Name wOBA xWOBA Diff Name wOBA xWOBA Diff
Jean Segura 0.256 0.305 -0.049 Casey McGehee 0.345 0.277 0.068
Chris Davis 0.306 0.353 -0.047 Yasiel Puig 0.398 0.340 0.058
Mark Teixeira 0.352 0.397 -0.045 Matt Adams 0.376 0.324 0.052
Gerardo Parra 0.289 0.327 -0.038 Mike Trout 0.428 0.381 0.047
Brian McCann 0.298 0.330 -0.032 Marcell Ozuna 0.343 0.300 0.043
Torii Hunter 0.323 0.355 -0.032 Lonnie Chisenhall 0.396 0.359 0.037
Joe Mauer 0.308 0.340 -0.032 Scooter Gennett 0.355 0.320 0.035
Jimmy Rollins 0.320 0.352 -0.032 Marlon Byrd 0.344 0.309 0.035
Brian Roberts 0.304 0.334 -0.030 Giancarlo Stanton 0.397 0.363 0.034
Buster Posey 0.326 0.352 -0.026 Hunter Pence 0.359 0.325 0.034

A general pattern I notice is that, having worked with this model for a while now, there do seem to be players that give the model some trouble and have a disproportionate tendency to appear on this list from year to year.  A few of these players appear on this list… more on that later.

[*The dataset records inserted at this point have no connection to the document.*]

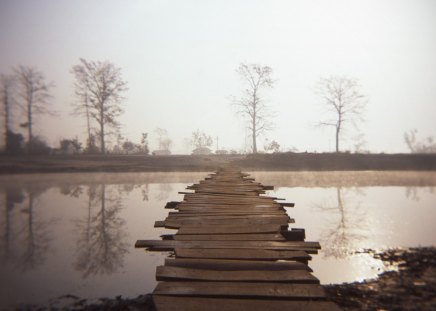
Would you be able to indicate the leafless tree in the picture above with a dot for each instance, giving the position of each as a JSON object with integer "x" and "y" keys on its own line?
{"x": 101, "y": 246}
{"x": 251, "y": 105}
{"x": 7, "y": 83}
{"x": 34, "y": 95}
{"x": 99, "y": 87}
{"x": 201, "y": 139}
{"x": 343, "y": 101}
{"x": 163, "y": 140}
{"x": 427, "y": 145}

Partly for that reason, I wouldn’t necessarily say to “buy low” the guys on the left, nor “sell high” the guys on the right; although you can if you want.  I won’t address every player, but I have some scattered comments:

  • For readers who prefer OPS, .020 wOBA translates to about .050 OPS, on the margin.
  • .397 predicted for Teixeira?  Not sure where that came from…
  • Poor Segura.  All things considered, I think nobody deserves a big second half more than he does.
  • Whatever happened to Casey McGehee‘s power?  The guy once hit 23 home runs in a season, but now has ISO of .073, with surprisingly low fly ball distance.
  • Although Chisenhall‘s breakout is not as impressive if you take out what the model thinks is luck, it’s still a pretty impressive improvement.
  • Chris Davis is sort of the reverse of Chisenhall.  Adding back in what the model thinks has been bad luck, he’s still way down from what he did last year, but not nearly as disappointing as he probably has been to many owners thus far.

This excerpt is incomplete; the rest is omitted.